Любя заводить речь о бородинских и кульмских героях, Петр Яковлевич по-своему сравнивал их с защитниками Севастополя, торжественно встреченными в Москве. По воспоминанию мемуариста, он «говаривал, что некоторых из возданных им почестей не приняли бы воины — освободители Европы (1814), что они никак не согласились бы жить, пить, есть, гулять, плясать, веселиться и молиться за счет какого бы то ни было богача, будь он хоть какой знаменитый вельможа, будь он хоть какой простой гражданин и русский человек по преимуществу. Далее тоже говаривал Чаадаев, что ни один знаменитый вождь того времени не дозволил бы никакому оратору торжественно и во всеуслышание произносить похвалы своей честности и бескорыстию на службе. То и другое, прибавлял Чаадаев с грустной улыбкой, наши современники сочли бы оскорблением мундира, чтобы не сказать более».
По утверждению А. И. Дельвига, «было мало людей», на которых неудачи Крымской войны действовали бы так сильно, как на Чаадаева.
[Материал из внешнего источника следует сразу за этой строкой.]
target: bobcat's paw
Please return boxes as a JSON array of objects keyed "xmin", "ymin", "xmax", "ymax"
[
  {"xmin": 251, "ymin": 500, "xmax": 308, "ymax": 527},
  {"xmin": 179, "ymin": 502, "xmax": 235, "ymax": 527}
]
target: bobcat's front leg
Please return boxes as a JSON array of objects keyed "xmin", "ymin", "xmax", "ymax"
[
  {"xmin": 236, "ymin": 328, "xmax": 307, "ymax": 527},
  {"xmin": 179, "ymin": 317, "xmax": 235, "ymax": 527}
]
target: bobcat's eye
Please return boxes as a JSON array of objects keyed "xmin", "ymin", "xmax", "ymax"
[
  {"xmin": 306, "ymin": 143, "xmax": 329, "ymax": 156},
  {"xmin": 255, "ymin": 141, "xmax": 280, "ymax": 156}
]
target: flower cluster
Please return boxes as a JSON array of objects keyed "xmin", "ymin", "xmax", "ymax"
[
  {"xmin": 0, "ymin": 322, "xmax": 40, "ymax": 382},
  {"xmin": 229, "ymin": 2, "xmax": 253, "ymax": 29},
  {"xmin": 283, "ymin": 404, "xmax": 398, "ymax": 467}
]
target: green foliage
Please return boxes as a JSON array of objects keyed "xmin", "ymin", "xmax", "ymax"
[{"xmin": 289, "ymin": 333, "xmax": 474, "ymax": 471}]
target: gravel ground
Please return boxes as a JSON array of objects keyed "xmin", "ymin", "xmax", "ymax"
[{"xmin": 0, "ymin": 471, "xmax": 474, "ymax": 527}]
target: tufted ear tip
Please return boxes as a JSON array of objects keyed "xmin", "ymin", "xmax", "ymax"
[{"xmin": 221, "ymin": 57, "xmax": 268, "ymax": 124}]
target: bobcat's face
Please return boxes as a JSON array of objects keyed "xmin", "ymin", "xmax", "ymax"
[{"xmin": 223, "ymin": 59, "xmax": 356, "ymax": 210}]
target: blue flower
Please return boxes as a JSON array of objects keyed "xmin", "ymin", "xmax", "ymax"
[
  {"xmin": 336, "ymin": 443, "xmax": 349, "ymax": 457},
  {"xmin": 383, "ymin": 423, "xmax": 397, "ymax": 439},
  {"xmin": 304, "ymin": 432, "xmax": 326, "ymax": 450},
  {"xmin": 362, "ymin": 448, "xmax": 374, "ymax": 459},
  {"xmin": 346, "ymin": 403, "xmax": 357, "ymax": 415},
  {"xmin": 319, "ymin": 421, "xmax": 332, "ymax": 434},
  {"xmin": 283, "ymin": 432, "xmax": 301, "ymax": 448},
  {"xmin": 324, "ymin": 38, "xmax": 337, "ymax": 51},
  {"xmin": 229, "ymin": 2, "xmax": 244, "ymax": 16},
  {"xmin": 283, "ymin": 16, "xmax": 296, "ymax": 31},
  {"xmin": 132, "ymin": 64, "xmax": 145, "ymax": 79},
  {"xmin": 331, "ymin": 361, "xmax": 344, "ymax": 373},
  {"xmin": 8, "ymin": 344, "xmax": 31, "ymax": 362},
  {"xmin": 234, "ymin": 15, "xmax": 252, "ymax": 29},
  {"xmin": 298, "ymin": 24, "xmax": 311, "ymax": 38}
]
Эти неудачи снова возвращали его к интонациям первого философического письма и усиливали критику славянофильских представлений. Авангард Европы очутился в Крыму, замечает он в письме к неизвестной даме, потому что в последнее время заметно стремление отказаться от серьезных и плодотворных идей западной цивилизации, принесших России государственное могущество. Адепты же новой национальной школы вознамерились «водворить на русской почве совершенно новый моральный строй, который отбрасывал нас на какой-то фантастический христианский Восток, придуманный единственно для нашего употребления, нимало не догадываясь, что, обособляясь от европейских народов морально, мы тем самым обособляемся от них и политически, что раз будет порвана наша братская связь с великой семьей европейской, ни один из этих народов не протянет нам руки в час опасности».